What Eventually Happened to America’s First Aircraft Carriers

Even though some of our eight aircraft carriers were based at Pearl Harbor on December 7, 1941, not one of them was there that day.

I’ve wondered whether that was one of the reasons that we didn’t lose the Pacific war during that first year.

In researching those early ships, I was amazed to learn that one was scuttled during World War II and that three of them survived the war.

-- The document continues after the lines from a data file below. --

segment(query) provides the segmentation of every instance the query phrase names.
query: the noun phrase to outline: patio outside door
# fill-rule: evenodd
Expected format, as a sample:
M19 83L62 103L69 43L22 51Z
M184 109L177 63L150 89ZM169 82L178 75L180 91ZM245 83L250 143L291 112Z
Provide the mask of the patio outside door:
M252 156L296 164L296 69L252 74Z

But half of those first eight carriers were sunk in battle, one of them only a year old.

CV-1: USS Langley

1922-1942. Scuttled and sunk in 1942.

CV-2: USS Lexington

1927-1942. Sunk in the Battle of the Coral Sea.

CV-3: USS Saratoga

1927-1946. Sunk as a target for a nuclear test near Bikini Atoll.

CV-4: USS Ranger

1934-1946. Survived the war, scrapped in 1947.

CV-5: USS Yorktown

1937-1942. Sunk at the Battle of Midway, not quite 5 years old.

CV-6: USS Enterprise

1938-1947. Survived the war, scrapped in 1960. The USS Enterprise (CV-6) was the most decorated US ship in World War II, receiving a Presidential Unit Citation, a Navy Unit Commendation, and 20 Battle Stars.

CV-7: USS Wasp

1940-1942. Sunk in the Battle of Guadalcanal, just over 2 years old.

CV-8: USS Hornet

1941-1942. Sunk in the Battle of Santa Cruz Islands, 1 year old.